Retriever is evaluated based on whether it finds the correct document given the query string and at which
position in the ranking of documents the correct document is.
| Returns a dict containing the following metrics:
- "recall": Proportion of questions for which correct document is among retrieved documents
- "mrr": Mean of reciprocal rank. Rewards retrievers that give relevant documents a higher rank.
Only considers the highest ranked relevant document.
- "map": Mean of average precision for each question. Rewards retrievers that give relevant
documents a higher rank. Considers all retrieved relevant documents.

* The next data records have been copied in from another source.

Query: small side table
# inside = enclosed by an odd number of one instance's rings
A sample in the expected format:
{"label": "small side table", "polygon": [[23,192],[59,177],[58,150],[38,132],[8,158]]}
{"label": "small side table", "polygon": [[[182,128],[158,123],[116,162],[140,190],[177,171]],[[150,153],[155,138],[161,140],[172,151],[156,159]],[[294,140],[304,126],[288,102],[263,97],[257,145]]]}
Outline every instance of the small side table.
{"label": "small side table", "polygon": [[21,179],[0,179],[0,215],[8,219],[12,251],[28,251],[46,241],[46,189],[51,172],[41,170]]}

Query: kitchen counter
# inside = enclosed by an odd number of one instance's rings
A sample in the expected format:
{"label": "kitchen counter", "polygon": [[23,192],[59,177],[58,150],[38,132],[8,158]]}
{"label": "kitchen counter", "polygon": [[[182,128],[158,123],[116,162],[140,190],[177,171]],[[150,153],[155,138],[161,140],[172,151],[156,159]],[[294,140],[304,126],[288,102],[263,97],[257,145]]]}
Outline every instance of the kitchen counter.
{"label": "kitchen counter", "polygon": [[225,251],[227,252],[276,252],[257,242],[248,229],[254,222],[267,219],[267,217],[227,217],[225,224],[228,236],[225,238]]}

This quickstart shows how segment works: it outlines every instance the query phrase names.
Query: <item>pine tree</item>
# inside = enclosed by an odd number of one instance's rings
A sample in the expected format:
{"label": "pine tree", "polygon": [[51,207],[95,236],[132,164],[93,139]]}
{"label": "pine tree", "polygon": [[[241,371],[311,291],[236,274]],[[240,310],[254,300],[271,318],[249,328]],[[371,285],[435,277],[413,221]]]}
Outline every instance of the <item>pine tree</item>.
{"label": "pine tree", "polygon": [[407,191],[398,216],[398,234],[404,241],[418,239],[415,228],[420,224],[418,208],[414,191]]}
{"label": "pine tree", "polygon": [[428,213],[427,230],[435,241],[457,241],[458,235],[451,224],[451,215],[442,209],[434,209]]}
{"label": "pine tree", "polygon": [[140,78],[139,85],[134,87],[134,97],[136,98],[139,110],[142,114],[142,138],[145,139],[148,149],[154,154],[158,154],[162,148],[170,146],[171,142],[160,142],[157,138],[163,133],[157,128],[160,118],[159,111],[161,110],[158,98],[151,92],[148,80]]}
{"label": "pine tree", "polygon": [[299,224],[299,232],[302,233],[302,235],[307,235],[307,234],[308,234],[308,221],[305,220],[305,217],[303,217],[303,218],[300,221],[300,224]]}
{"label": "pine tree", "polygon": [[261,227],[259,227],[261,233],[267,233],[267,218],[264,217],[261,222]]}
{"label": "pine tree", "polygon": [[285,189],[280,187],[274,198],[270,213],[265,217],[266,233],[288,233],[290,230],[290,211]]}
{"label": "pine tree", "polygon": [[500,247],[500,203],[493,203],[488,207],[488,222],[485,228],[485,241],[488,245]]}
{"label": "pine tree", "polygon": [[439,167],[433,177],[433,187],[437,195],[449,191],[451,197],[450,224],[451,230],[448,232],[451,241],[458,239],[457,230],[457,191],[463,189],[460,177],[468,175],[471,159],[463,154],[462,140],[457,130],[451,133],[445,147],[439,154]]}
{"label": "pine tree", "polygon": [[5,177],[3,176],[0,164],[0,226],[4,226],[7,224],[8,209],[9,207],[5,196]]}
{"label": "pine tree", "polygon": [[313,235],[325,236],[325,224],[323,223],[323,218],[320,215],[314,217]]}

If ``open_domain=True``,
average precision is normalized by the number of retrieved relevant documents per query.
If ``open_domain=False``, average precision is normalized by the number of all relevant documents
per query.
**Arguments**:
- `label_index`: Index/Table in DocumentStore where labeled questions are stored
- `doc_index`: Index/Table in DocumentStore where documents that are used for evaluation are stored
- `top_k`: How many documents to return per query
- `open_domain`: If ``True``, retrieval will be evaluated by checking if the answer string to a question is
contained in the retrieved docs (common approach in open-domain QA).
If ``False``, retrieval uses a stricter evaluation that checks if the retrieved document ids
are within ids explicitly stated in the labels.
- `return_preds`: Whether to add predictions in the returned dictionary. If True, the returned dictionary
contains the keys "predictions" and "metrics".